How to Ablate Ventricular Tachycardia/Ventricular Fibrillation in Patients with the Brugada Syndrome

53


How to Ablate Ventricular Tachycardia/Ventricular Fibrillation in Patients with the Brugada Syndrome


Frédéric Sacher, MD, PhD; Mélèze Hocini, MD; Ruairidh Martin, MD; Gregoire Massoulie, MD; Arnaud Denis, MD; Arnaud Chaumeil, MD; Thomas Pambrun, MD; Nicolas Derval, MD; Pierre Jaïs, MD; Michel Haïssaguerre, MD


Introduction


Historically, individuals with Brugada syndrome (BrS) have been thought to have normal hearts,1 despite reports to the contrary in sporadic cases.2,3 Therefore, ablation to suppress ventricular fibrillation (VF) in the context of BrS has aimed at targeting premature ventricular contractions (PVCs)4,5 as well as idiopathic VF.5 Nagase et al.,6 however, described abnormal epicardial right ventricular outflow tract (RVOT) electrograms (EGMs) recorded via the conus branch of the right coronary artery in BrS patients, and subsequently, with the development of epicardial access and mapping for ventricular tachycardia (VT) ablation, Nademanee et al.7 clearly identified a VF substrate that could be abolished by radiofrequency (RF) ablation.

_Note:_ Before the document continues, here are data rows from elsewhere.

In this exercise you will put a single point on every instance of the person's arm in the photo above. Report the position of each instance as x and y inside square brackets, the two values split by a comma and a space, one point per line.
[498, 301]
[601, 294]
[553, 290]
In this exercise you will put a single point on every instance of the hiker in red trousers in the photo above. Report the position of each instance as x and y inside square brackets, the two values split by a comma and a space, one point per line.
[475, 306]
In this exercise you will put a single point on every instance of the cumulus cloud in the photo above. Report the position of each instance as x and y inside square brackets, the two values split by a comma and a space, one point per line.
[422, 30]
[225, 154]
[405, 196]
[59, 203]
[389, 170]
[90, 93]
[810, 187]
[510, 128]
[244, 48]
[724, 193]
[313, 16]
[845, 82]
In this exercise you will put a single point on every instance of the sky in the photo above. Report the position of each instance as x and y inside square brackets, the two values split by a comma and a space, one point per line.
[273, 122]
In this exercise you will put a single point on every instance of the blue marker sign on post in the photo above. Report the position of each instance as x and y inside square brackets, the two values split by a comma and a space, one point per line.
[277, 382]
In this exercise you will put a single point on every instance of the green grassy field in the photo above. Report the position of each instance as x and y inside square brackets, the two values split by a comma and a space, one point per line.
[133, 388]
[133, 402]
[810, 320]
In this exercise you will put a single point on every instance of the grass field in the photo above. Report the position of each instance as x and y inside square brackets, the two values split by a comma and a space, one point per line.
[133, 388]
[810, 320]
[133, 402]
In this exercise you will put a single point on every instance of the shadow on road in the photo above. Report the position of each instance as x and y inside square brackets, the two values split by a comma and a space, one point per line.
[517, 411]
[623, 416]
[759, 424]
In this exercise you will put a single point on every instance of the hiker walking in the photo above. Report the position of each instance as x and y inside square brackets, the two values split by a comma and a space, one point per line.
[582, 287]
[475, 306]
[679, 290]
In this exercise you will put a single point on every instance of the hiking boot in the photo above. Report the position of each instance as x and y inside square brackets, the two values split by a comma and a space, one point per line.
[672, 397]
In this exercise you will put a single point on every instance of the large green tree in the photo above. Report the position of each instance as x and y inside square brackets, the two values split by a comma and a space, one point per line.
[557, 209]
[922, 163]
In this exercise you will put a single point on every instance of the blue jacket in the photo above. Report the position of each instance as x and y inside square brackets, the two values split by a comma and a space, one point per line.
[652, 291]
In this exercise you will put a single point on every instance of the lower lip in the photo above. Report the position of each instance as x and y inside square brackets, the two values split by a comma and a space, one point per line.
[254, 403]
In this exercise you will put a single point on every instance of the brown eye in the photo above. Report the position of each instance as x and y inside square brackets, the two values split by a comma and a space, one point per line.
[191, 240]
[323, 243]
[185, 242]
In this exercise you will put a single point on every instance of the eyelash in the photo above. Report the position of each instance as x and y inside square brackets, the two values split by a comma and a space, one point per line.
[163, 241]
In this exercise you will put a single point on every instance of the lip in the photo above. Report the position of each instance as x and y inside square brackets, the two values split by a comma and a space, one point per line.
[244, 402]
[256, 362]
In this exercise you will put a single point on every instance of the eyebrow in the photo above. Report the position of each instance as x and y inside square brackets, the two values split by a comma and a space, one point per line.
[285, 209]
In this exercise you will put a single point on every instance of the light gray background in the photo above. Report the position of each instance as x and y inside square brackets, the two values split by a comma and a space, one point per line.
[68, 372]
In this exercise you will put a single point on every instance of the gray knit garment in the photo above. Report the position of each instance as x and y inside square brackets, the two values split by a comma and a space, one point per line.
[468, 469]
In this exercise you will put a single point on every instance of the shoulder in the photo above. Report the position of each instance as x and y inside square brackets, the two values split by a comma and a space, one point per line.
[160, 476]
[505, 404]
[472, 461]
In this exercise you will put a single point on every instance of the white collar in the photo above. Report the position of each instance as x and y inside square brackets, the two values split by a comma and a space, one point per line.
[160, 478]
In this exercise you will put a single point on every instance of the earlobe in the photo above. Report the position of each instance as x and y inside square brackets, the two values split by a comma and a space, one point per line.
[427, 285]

In light of these results, ablation is now considered to have a class IIb indication for the treatment of recurrent VF in the context of BrS.8,9 In this chapter, we will describe both the trigger ablation approach and the now more common substrate approach to ablation of VF in BrS patients.


The Trigger Approach


Background


Haïssaguerre et al.5 showed that idiopathic VF could be eliminated by ablation of the triggering PVCs in a manner analogous to ablation of focal triggers for atrial fibrillation (AF).10 Kakishita et al.11 showed that in patients with BrS, PVCs were frequent before the onset of VF and of almost identical morphology to the PVCs that triggered VF. They also reported that in the case of multiple VF episodes, the initiating PVCs of each episode of VF had similar morphologies in the same patient. They rarely identified a short-long-short sequence before VF initiation, and the coupling interval of the initiating PVC was not so short as to intrude on the T wave. The site of origin was almost exclusively in the right ventricle (RV) (mainly the RVOT free wall) except in the case of 1 patient in the series of Morita et al.12 In our experience, initiating PVCs largely arise from the RVOT but are also seen to originate from the RV free wall and the right-sided Purkinje network.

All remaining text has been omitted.